There is a father in my neighborhood who is eager to feed his three children well. He buys organic foods, limits sugar and has planted a backyard garden with his kids. He says his wife undermines his efforts, bringing sweets and packaged foods into the house, offering dessert every night and letting the kids graze until they aren’t hungry for dinner. He and his wife bicker about this constantly, often in front of the kids.
This does nothing but confuse the children and make them feel guilty if they choose to side with one parent (likely the one offering dessert). Parental fighting at the table can create negative memories of mealtimes and a negative association with food, often leaving kids ashamed that they want the food that started the argument. A calm, happy dinner table is an important nutrient in a child’s diet, equal to the ever- present vitamins and protein.
Feeding kids is a central, daily part of parenting, so it is a subject on which parents should come together. Kids search for ideas of how they should eat from their most trusted sources of information, their parents. No wonder so many kids are confused about how to eat — they could be observing opposing models at every meal.
Many parents’ perspectives of food and parenting in general come from their own childhood experiences. It is almost as if their ghosts of childhood past have a place and a voice at the family dinner table, making the messages even more layered.
To prevent confusion and arguments about feeding children, I suggest parents discuss the following eight topics. From these conversations, create a family plan to turn to when a toddler tosses yet another plate of food onto the floor, a second-grader begs for dessert or a teen ate too much candy after school and isn’t hungry for dinner. If parents do not have a plan, these situations can make emotions run high at the dinner table and cause parents to argue and contradict each other.
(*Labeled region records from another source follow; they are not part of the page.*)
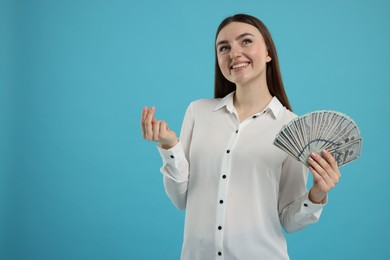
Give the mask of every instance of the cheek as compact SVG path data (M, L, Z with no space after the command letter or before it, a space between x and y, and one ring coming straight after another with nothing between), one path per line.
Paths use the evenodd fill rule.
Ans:
M218 58L218 66L219 66L219 69L221 70L222 74L225 75L225 73L227 73L227 62L225 59L223 58Z

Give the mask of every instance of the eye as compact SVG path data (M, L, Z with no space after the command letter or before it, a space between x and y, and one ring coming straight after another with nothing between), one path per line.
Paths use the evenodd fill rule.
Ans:
M228 50L229 49L229 47L228 46L221 46L221 47L219 47L219 52L224 52L224 51L226 51L226 50Z
M227 51L229 50L229 46L228 45L222 45L221 47L219 47L219 52L224 52L224 51Z
M244 40L242 41L242 44L243 44L243 45L247 45L247 44L249 44L249 43L252 43L252 40L250 40L250 39L244 39Z

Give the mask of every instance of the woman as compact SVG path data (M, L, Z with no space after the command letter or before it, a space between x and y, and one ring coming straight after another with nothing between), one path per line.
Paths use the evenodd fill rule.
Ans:
M307 191L305 166L273 145L296 115L261 21L228 17L215 44L215 99L190 104L180 141L155 107L142 111L144 138L159 143L166 193L186 209L182 259L289 259L281 225L294 232L318 221L338 166L328 152L313 153Z

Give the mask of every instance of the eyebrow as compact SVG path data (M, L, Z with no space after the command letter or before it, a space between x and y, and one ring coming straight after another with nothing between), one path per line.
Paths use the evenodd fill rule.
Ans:
M237 36L236 41L239 40L239 39L241 39L241 38L244 38L245 36L248 36L248 35L254 37L254 35L251 34L251 33L243 33L243 34L240 34L240 35ZM219 42L216 44L216 46L218 46L218 45L220 45L220 44L226 44L226 43L228 43L228 41L222 40L222 41L219 41Z

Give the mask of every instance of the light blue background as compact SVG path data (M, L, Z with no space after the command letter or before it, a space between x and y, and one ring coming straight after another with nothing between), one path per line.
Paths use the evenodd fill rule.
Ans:
M385 259L388 1L22 1L0 5L0 259L179 259L184 213L164 193L144 105L180 130L213 95L214 33L269 27L297 114L350 115L364 138L292 259ZM206 214L206 213L205 213Z

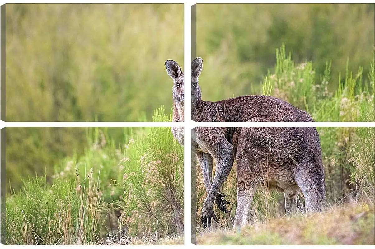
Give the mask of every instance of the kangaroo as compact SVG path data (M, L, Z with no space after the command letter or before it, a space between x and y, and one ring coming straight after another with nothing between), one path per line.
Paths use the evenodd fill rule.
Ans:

These conversations are important for parents who are just embarking on the feeding adventure, as well as those who have older kids. It is never too late for parents to get in sync.
Do you have set mealtimes? How about set snack times? Do the kids eat with the adults? How often would you like to have family dinner? Does the kitchen close at any point, or can children help themselves if they are hungry?
Should children try one bite of everything served, and are there consequences if they do not? Where do you stand on seconds and thirds? Is technology allowed at the table? Are kids expected to stay seated at the table throughout the entire meal? Do children have to clear their plates and do the dishes? What table manners are important? Is it okay to call your child a picky eater?
What is your approach to “sometimes foods”? What packaged, sweet or unhealthy foods are you comfortable having in the house? What constitutes a healthy meal? Is it worth paying steeper prices for organic foods or grass-fed meats, or would you rather spend your pennies elsewhere?
Determine how often to serve dessert. Will it be served even if the child does not eat a healthy dinner? What constitutes dessert?
Bribes and Consequences
Will you bribe your child to eat vegetables with the promise of a scoop of ice cream, or is bribing off-limits? If your children do not finish dinner, eat certain foods or try one bite, will there be consequences, such as no dessert or limited tech time?
Pressure and control
Are you okay with pressuring, reminding, begging, encouraging or cajoling your child to eat a meal, snack or vegetable? How much will you control your child’s food intake? How much autonomy will your children have in their feeding? Is your control or flexibility appropriate for your kids’ ages? Toddlers require more rules and structure than emerging teens, who need to be making some of their own decisions.
Who does the food preparation, and what are the attitudes around it? Is Mom overwhelmed by the cooking? Are the kids learning that cooking is a chore and something to dread? Are the kids expected to be involved in meal planning, grocery shopping, cooking or doing dishes? Do your kids pack their own lunches or make their own breakfasts? Get clear on roles and expectations and then evaluate the messages you are sending with your attitudes.
How do you want to teach your children about food and nutrition, and what are the main messages you want to convey?